More than a third of UK employers are only contributing the minimum amount towards staff pensions, while some are not contributing at all, according to new findings.
The British pension report by Investing Reviews discovered that while 11.7% of organisations contribute 20% or more towards their employees’ pensions, 34% put in under 4%, A total of 13.4% invest between 15 and 20%, while almost 11% contribute between 12 and 15%.
The report also analysed demographics, to see which employees were most likely to benefit from pension contributions. The most common contribution for managers and directors is between 4% and 5%, while those working in professional occupations receive the highest average figure of 7% and over.

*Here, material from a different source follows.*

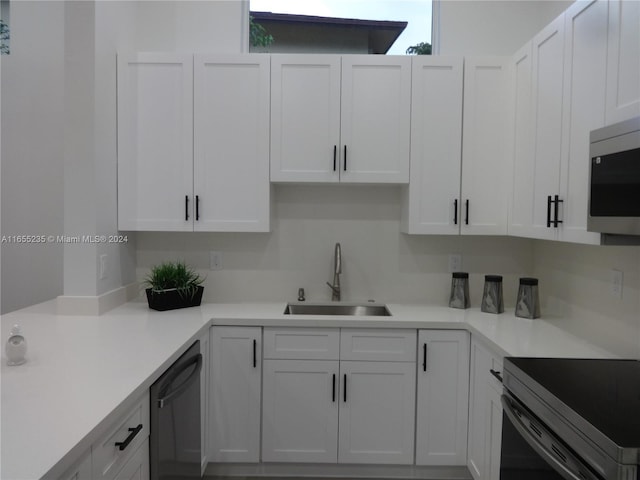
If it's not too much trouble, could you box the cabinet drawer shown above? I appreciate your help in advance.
[92,392,149,480]
[264,328,340,360]
[340,328,417,362]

Those working in care, leisure and other service occupations are most likely to receive between 5% and 6%, according to the analysis.
The data also found that employees aged between 40 and 49 are most likely to be enrolled in a workplace pension, while those aged 16 to 21 wae the least likely to be enrolled.

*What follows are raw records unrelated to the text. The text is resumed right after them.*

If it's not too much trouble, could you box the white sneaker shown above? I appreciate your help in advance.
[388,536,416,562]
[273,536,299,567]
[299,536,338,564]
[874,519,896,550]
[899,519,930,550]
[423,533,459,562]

Numbers decline as workers get closer to retirement age, which, according to the report, may be partially due to more workers in the older age groups reducing their working hours or taking on lower-skilled roles.
Those living in Wales and working in the public sector are most likely to have a workplace pension, while among those in the private sector, employees in London are more likely to have a one.
The public sector workers least likely to be enrolled in a workplace pension live in the East of England, and, in the private sector, live in Yorkshire and the Humber.